I never thought that Lima would be my favorite part of the trip - I had heard Cusco was more enjoyable from almost everyone I knew who had been to both cities. And as predicted, it wasn't my favorite.
The books I read talked about the crime problems there, so we were constantly on our guard (even without the armed guards on every street corner after dark). I also felt a lot more of the colonial influence of Spain on Peru here than in Cusco, where there is much more pre-colonial culture.
Still, we had some interesting visits. Our hotel, the Gran Hotel Bolivar, is a grand old dame where the pisco sour drink was allegedly invented. The lobby had a striking stained glass cupola (see at right). And by this point in the trip, I was able to converse a lot in Spanish with the hotel staff.
On the afternoon of Day 8, we were able to see the Covento de San Francisco and its fascinating catacombs. It was probably my favorite thing that we saw in Lima. It killed me not to take pictures inside, because the courtyard and cloisters were amazing, as were the arranged bones in catacombs.
Also, there was a hilarious moment at the end of the tour, the guide said simply, "OK guys...that's it. It's over." Well then.
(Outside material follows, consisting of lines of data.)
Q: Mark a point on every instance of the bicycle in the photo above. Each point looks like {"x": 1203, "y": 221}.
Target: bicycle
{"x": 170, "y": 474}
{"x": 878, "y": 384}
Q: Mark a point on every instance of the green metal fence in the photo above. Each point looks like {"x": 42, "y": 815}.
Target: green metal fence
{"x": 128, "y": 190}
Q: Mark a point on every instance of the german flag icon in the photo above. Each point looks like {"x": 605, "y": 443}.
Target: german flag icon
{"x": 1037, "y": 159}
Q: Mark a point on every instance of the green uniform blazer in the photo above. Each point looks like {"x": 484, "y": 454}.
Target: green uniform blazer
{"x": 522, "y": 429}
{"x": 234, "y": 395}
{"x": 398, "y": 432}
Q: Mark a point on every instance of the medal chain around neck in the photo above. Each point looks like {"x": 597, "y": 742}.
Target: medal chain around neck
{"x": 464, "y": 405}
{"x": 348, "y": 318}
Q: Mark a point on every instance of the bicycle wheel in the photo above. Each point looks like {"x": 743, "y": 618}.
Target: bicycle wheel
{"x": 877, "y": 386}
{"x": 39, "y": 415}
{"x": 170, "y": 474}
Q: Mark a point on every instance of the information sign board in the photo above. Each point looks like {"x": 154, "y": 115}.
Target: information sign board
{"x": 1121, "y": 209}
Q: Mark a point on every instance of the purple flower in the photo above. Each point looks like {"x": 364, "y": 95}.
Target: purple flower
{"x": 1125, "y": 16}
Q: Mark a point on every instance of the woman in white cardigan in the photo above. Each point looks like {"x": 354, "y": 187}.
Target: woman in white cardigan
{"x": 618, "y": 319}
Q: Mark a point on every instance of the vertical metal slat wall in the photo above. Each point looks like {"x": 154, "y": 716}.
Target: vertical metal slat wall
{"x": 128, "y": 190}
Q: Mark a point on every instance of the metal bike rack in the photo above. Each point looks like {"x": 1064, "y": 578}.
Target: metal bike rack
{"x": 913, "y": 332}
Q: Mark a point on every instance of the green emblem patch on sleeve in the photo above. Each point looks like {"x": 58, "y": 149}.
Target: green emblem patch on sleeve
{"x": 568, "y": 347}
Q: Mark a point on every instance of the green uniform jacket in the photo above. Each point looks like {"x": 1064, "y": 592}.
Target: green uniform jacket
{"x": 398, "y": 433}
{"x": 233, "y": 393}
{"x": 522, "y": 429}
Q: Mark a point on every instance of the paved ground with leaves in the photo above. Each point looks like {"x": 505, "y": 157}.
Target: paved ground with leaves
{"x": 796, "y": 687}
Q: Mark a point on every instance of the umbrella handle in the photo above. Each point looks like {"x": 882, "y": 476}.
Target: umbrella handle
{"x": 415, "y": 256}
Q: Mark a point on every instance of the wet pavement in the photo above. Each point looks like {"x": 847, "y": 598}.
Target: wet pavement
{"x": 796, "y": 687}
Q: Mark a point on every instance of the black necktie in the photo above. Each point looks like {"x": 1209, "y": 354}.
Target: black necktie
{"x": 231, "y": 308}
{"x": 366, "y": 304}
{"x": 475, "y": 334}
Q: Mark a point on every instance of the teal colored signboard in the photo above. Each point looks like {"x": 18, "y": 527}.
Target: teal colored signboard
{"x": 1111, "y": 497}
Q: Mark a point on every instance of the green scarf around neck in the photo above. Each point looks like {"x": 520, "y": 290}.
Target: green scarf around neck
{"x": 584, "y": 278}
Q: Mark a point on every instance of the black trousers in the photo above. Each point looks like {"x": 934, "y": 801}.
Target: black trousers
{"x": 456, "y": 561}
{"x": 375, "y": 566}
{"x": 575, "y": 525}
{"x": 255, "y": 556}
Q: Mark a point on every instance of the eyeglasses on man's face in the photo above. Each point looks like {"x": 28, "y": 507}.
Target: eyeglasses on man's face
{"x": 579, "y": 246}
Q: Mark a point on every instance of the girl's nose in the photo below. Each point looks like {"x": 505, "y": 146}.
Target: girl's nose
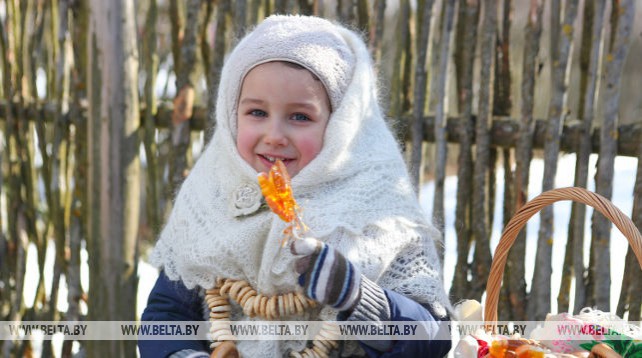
{"x": 276, "y": 134}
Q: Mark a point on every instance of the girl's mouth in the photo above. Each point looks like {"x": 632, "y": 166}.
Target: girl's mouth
{"x": 270, "y": 160}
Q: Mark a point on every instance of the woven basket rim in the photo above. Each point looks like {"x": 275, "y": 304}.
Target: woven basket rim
{"x": 532, "y": 207}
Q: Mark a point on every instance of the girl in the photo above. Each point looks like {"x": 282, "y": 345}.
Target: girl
{"x": 301, "y": 90}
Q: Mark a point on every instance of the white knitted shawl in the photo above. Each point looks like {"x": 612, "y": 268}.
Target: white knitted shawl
{"x": 355, "y": 195}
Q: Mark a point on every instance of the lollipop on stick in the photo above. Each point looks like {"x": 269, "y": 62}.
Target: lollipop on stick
{"x": 277, "y": 191}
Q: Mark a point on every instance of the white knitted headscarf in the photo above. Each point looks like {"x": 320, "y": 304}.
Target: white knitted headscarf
{"x": 355, "y": 195}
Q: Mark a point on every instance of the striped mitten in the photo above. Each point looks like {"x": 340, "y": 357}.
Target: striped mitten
{"x": 326, "y": 275}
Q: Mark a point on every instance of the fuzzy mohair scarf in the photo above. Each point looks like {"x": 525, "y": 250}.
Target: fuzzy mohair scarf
{"x": 356, "y": 194}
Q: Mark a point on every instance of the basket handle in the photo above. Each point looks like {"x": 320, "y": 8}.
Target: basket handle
{"x": 517, "y": 222}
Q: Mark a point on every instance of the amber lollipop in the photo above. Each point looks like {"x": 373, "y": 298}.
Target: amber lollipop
{"x": 276, "y": 188}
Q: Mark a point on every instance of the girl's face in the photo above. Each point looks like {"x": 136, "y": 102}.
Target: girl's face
{"x": 282, "y": 114}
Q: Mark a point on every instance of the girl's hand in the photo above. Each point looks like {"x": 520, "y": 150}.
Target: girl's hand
{"x": 326, "y": 275}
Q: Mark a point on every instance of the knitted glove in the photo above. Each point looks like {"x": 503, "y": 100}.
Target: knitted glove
{"x": 326, "y": 275}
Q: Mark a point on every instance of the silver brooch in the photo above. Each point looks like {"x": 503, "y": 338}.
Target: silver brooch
{"x": 246, "y": 199}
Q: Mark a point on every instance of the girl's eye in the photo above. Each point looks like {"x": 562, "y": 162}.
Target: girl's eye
{"x": 300, "y": 117}
{"x": 257, "y": 113}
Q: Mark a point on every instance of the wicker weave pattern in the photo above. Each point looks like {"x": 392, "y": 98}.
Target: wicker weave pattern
{"x": 517, "y": 222}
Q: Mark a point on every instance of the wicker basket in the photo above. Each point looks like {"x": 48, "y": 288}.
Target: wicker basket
{"x": 517, "y": 222}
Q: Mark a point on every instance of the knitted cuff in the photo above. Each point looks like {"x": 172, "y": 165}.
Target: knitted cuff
{"x": 373, "y": 305}
{"x": 189, "y": 353}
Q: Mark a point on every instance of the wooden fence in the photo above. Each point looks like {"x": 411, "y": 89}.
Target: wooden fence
{"x": 87, "y": 84}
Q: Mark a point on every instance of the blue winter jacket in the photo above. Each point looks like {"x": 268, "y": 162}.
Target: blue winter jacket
{"x": 172, "y": 301}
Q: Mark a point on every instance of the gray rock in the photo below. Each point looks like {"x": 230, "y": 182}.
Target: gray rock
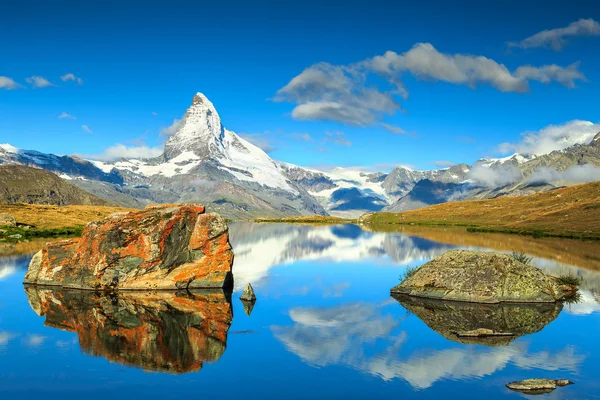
{"x": 248, "y": 294}
{"x": 537, "y": 385}
{"x": 481, "y": 324}
{"x": 7, "y": 220}
{"x": 480, "y": 277}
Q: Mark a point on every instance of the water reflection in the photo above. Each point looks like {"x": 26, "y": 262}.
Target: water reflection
{"x": 364, "y": 337}
{"x": 260, "y": 247}
{"x": 159, "y": 331}
{"x": 455, "y": 320}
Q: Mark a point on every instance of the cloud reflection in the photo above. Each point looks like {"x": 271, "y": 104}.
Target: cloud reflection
{"x": 347, "y": 334}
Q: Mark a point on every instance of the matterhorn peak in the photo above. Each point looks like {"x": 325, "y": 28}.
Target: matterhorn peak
{"x": 200, "y": 132}
{"x": 596, "y": 140}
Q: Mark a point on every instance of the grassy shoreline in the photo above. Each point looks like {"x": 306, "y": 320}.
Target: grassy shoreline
{"x": 33, "y": 233}
{"x": 571, "y": 212}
We had a really enjoyable Italian-Peruvian fusion dinner at Tanta in the El Centro district. Apparently this chain was begun by Gaston Acurio, founder of modern Peruvian cuisine. And apparently there is one in Chicago. Guess we'll have to go!
On Day 9, we had a quick breakfast at the hotel and visited the Iglesia de San Pedro, which had gloriously ornate altars and decorations.
I think I might have been all churched out at that point, though.
On our way back to the hotel to leave, we passed by a supermarket. I love perusing supermarkets in foreign countries, because you get to see how people really live.
Of course, tons of potatoes. I should have bought some Inka Corn. DAMNIT.
Well, that was my trip to Peru. It was really fantastic, and I'm so glad I went. If you are thinking of going, go. If you can't do a full hike, get a train. Just go.
I'm planning on doing a post later with all the Incan doors I took pictures of. What glory. And now I'm off to buy some Inka Corn on Amazon.